Ms. Pink Boots flashed one last grin and then practically skipped over to the bar cart, where I was still standing for no apparent reason other than I’d decided to take up stalking as a hobby.

She waved the card at me. “I made a friend!” she said, like that was a totally normal conversation to have with a complete stranger. But friend. Not a potential date. I took note of that for no good reason at all. “That’s a good omen, don’t you think?”

I grunted. Dad would be so disappointed. Use your words, son.

She clamped the card in her teeth while she added a hefty amount of cream to her coffee.

“You new around here?” My voice came out rough. I wasn’t used to making small talk with women. Mostly I scowled at them, would be my guess.

“Oh!”

She must have been surprised that I could speak actual words after grunting at her like a caveman. Fair enough. Her mouth popped open, and the card fell out, fluttering to the floor in a pinwheel. Without even thinking about it, I crouched and swiped the card off the floor.
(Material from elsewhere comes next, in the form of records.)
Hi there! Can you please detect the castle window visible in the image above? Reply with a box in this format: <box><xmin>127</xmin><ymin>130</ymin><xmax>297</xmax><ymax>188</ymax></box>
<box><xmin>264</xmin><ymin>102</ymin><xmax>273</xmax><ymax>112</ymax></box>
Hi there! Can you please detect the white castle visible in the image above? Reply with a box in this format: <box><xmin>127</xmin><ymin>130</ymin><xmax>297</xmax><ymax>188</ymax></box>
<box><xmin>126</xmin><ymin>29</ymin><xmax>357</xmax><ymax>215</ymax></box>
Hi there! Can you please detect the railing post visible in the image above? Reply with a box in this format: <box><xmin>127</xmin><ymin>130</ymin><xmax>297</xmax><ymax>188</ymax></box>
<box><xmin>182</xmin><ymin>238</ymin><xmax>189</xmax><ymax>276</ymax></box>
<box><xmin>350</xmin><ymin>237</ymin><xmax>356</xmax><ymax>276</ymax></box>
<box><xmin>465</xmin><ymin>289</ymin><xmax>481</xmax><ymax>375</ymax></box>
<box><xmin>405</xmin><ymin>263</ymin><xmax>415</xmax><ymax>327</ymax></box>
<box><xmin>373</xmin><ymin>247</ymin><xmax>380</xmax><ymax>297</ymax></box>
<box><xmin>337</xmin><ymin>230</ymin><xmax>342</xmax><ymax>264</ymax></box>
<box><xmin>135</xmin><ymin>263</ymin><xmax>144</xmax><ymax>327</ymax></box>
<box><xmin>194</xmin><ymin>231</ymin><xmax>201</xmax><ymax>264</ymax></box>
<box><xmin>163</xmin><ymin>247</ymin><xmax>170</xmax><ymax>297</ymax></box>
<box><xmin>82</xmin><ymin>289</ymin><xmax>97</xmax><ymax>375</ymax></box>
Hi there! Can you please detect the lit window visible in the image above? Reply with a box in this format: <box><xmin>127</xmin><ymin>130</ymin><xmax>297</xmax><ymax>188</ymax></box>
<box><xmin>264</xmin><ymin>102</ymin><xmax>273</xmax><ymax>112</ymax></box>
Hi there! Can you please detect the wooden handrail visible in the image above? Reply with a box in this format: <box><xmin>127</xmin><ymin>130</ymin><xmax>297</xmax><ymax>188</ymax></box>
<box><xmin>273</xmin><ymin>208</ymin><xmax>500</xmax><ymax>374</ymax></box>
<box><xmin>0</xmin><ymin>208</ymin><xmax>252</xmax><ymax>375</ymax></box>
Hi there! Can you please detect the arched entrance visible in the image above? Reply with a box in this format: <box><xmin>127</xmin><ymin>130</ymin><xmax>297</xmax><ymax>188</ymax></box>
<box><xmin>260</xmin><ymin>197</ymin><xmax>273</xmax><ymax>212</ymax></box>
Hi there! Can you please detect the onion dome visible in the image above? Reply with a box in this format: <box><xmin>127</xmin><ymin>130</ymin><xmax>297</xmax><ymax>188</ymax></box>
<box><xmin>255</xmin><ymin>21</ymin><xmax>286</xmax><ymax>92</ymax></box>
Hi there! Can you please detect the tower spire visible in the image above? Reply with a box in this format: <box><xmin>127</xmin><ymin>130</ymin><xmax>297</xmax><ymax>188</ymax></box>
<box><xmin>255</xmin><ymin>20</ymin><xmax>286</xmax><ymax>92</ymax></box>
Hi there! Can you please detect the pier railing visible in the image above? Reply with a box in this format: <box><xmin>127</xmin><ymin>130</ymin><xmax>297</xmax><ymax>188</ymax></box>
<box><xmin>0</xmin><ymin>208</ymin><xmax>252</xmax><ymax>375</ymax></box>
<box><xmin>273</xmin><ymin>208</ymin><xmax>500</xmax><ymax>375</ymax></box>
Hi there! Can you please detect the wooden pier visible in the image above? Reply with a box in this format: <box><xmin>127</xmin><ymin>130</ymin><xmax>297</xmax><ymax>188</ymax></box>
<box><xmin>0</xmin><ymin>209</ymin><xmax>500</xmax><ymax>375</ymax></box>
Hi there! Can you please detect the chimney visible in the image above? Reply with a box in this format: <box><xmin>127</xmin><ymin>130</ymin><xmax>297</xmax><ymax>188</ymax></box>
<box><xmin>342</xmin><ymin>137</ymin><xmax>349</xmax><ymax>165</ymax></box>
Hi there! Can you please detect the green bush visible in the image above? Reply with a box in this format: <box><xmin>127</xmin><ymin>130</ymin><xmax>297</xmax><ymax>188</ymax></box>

Because Mom raised a gentleman.

She did the same, except I got there first.

We looked at each other, surprised, both squatting low, balanced on our toes, and our knees knocked together.

And then we both fell forward and smashed into each other.

Nose to nose.

Lips to lips.

Arms flailing, reaching for support, finding it in each other’s bodies and catching our balance. We froze like that, holding each other’s shoulders in a death grip, as though tumbling three inches to the ground was the same thing as plunging into the Grand Canyon.

Fucking hell.

She made a strangled noise. Against my fucking mouth.

She pushed away from me, jerking her head back. Her cheeks were beet red. My face felt…entirely normal. Which probably meant I was frowning again. Shit.

She stood. I remained squatting at her feet, stunned into my best deer in headlights impression.

“Well,” she said. “Bye!”

She shot out of there like the building was on fire, leaving me still holding the card with Chloe’s phone number. My gaze cut to the barista, who bugged her eyes out at me, her jaw flapping open.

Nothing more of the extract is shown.